“你們說這些有的沒的做什么?二郎來得正好,嫂嫂問你,現在手下有多少兵?”
王氏的話打斷了郭信的思索,目光向著這位一直不太安分的大嫂打量過去,見王氏的身材依然豐腴,絲毫沒看出有受苦的樣子,甚至身上某些曲線還更圓潤了些。
再盯著看下去就太過分了,郭信也確實許久沒碰女人,上一回還是數月前在青州被他“幽禁”的劉銖女兒四娘。
“阿父剛任我做京城巡檢使,嫂嫂有什么差遣吩咐?”
“我父當初以巡視河道漕運離京避禍,如今大軍進城了還不見音信,想來不在北邊,多半是去了南邊許州族親處躲避,煩二郎派些人去尋找,不然我心里如何也放心不下。”
“這事好辦,待我入內拜見了母親,就差人去請王使相回京。”
郭信說罷向旁邊瞧了一眼,兄長的臉色似乎更難看了。
郭侗:“如此也好,我先帶意哥兒去拜見母親。意哥兒還不知道,母親這兩日都臥在床上,正病得厲害。”
“有勞二郎了。”王氏狠狠剜了郭侗一眼,向郭信道了一聲謝便揚長而去。
郭信辭別王氏,兄弟二人回頭往張氏居住的院子走,郭侗一路欲又止,許久才低聲說道:“你嫂嫂做事時常不分輕重緩急,但到底是一家人了,關鍵時候還是會向著自家的。”
“嗯。”郭信沒什么別的話好講,但內心覺得王氏欲望太強,家中有這樣一個喜歡爭權的婦人,總不是好事。
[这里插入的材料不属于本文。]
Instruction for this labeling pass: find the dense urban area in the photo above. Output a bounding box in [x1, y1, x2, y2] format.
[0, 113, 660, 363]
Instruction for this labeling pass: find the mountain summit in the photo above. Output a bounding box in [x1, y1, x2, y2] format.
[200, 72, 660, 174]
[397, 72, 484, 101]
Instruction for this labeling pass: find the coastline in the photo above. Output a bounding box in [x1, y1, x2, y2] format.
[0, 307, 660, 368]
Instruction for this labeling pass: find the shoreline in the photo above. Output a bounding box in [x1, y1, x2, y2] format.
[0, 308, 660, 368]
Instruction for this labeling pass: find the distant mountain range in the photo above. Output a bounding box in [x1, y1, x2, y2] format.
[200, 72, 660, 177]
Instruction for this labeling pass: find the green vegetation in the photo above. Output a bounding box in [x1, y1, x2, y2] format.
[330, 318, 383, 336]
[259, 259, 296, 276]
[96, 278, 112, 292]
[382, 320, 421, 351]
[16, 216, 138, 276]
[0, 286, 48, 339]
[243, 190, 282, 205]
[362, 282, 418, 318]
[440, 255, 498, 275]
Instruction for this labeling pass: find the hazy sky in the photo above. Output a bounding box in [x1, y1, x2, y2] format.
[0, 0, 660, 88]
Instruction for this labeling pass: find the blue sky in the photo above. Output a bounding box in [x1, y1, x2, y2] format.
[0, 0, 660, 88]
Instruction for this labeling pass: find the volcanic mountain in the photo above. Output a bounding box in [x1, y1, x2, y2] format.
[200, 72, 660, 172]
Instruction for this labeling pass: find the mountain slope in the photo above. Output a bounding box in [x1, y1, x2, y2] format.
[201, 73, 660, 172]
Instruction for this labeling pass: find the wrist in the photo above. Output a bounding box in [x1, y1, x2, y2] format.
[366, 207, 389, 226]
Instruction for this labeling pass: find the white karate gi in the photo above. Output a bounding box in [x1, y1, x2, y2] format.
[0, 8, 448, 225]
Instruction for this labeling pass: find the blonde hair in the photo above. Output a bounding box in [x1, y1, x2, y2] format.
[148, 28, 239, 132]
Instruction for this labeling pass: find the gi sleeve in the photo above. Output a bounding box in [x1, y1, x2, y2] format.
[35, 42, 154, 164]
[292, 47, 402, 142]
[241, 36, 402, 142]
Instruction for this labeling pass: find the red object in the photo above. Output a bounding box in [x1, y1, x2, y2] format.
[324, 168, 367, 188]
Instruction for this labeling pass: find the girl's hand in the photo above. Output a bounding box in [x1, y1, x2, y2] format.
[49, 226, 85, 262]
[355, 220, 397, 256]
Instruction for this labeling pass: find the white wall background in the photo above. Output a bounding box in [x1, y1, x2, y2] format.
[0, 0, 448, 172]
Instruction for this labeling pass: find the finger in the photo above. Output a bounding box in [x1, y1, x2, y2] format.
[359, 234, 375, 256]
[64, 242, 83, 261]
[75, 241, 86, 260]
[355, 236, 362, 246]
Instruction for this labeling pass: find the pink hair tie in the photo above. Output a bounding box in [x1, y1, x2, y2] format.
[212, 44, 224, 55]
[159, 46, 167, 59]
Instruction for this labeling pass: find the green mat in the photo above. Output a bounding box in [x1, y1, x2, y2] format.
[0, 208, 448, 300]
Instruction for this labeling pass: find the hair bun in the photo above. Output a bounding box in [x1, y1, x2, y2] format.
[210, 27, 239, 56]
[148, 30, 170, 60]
郭信入內見到張氏時,張氏躺在看起來是剛收拾出來的臥榻上,家中沒有女仆,正在一旁照顧他的是郭榮之妻劉氏。
“孩兒來晚了。”
郭信上前在臥榻前行了拜禮,又很恭敬地向大嫂劉氏行禮。
郭侗上前,在臥榻邊很輕聲的道了一聲:“阿父已經入城,二郎也回來了,阿母不必擔心了。”
臥榻上沒有反應。
郭信從地上疑惑地抬起頭來,劉氏道:“老夫人這兩日不能語,二郎過來說話吧。”
劉氏一邊為郭信讓出位置,一邊輕聲解釋道:“本來還好,每天還能念幾個時辰的經呢,誰知道昨兩日城外打起仗來,老夫人就開始做夢,說甚么惡鬼都在夢里找她還命,我們勸不了,后來連話都說不出口了,好在今早醫者來看過,說只是受驚,過幾天就該自個兒好了。”
郭侗:“城中殺戮太多,阿母身弱,昨天夜間咱們坐車回來,一路上全是哭聲慘叫,興許也是被殺氣沖撞了。”
郭信伏在榻邊,果然張氏濕潤而腫脹的眼睛睜著,只是沒有說話,見郭信湊近了,張氏緩緩向他伸出一支手,郭信取下保暖的貂帽,跪在床邊,將身子伏得更低、離阿母更近,任由她軟而無力的手掌在他的頭和臉上摩挲。
“阿母不用再擔心什么,現在不僅我們一家人仰仗阿父,整個東京、中原的人,甚至很快天下就會有更多的人要奉阿父為主,不會再有什么災禍了。”